Ia menjelaskan bahwa Handmophobia adalah satu penyakit kejiwaan yang
berhubungan dengan orang-orang yang
bertanya mengacungkan tangan tinggi-tinggi tetapi tidak mendapat respons
dari orang-orang di sekitarnya.
Dan anak
Bapak, kata dokter tua itu, pernah mengalami ini di sekolahnya setahun yang
lalu. Ia mengacungkan tangan dengan bersemangat untuk bertanya. Tapi gurunya
tidak peduli bahkan seperti tidak mengindahkannya dalam ruangan itu. Rasa
kecewa itulah yang dibawahnya sampai saat ini. Dokter itu menutup sesi itu
dengan cepat-cepat memberesi buku-buku di depannya, kemudian berlalu dengan
cepat bersama dokter lainnya meninggalkan ayah dan ibuku yang sedang melongo
tak karuan.
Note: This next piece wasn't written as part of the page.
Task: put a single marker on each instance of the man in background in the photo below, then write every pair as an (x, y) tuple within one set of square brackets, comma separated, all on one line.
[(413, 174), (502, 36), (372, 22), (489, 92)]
Di luar pintu tiba-tiba ia berhenti dan setengah berteriak.
“Itu
tidak ada obat medisnya, maaf…kami tidak
bisa mengantar Bapak dan Ibu keluar dari ruangan ini!” katanya ketus sambil
berlalu.
“Handmophobia…
Handmophobia …hanya karena tidak di pedulikan saat bertanya anak kita jadi
cacat mental, Bu!” kata ayahku sambil menutup muka sedihnya.
“Ia,
Pak” sahutnya yang dibarengi dengan deraian air mata.
Akhir
yang teragis bagiku. Tidak ada obatnya….Saban hari ketika kubuka jendela
kuhirup udara pagi. Kusaksikan teman-teman SMA-ku berangkat ke sekolah dengan
riang. Aku hanya terduduk dan tidak peduli lagi dengan sekolah. Dalam hatiku
aku berdoa semoga tidak ada lagi guru yang tidak peduli pada siswanya saat
mengacungkan jari untuk bertanya seperti diriku ini.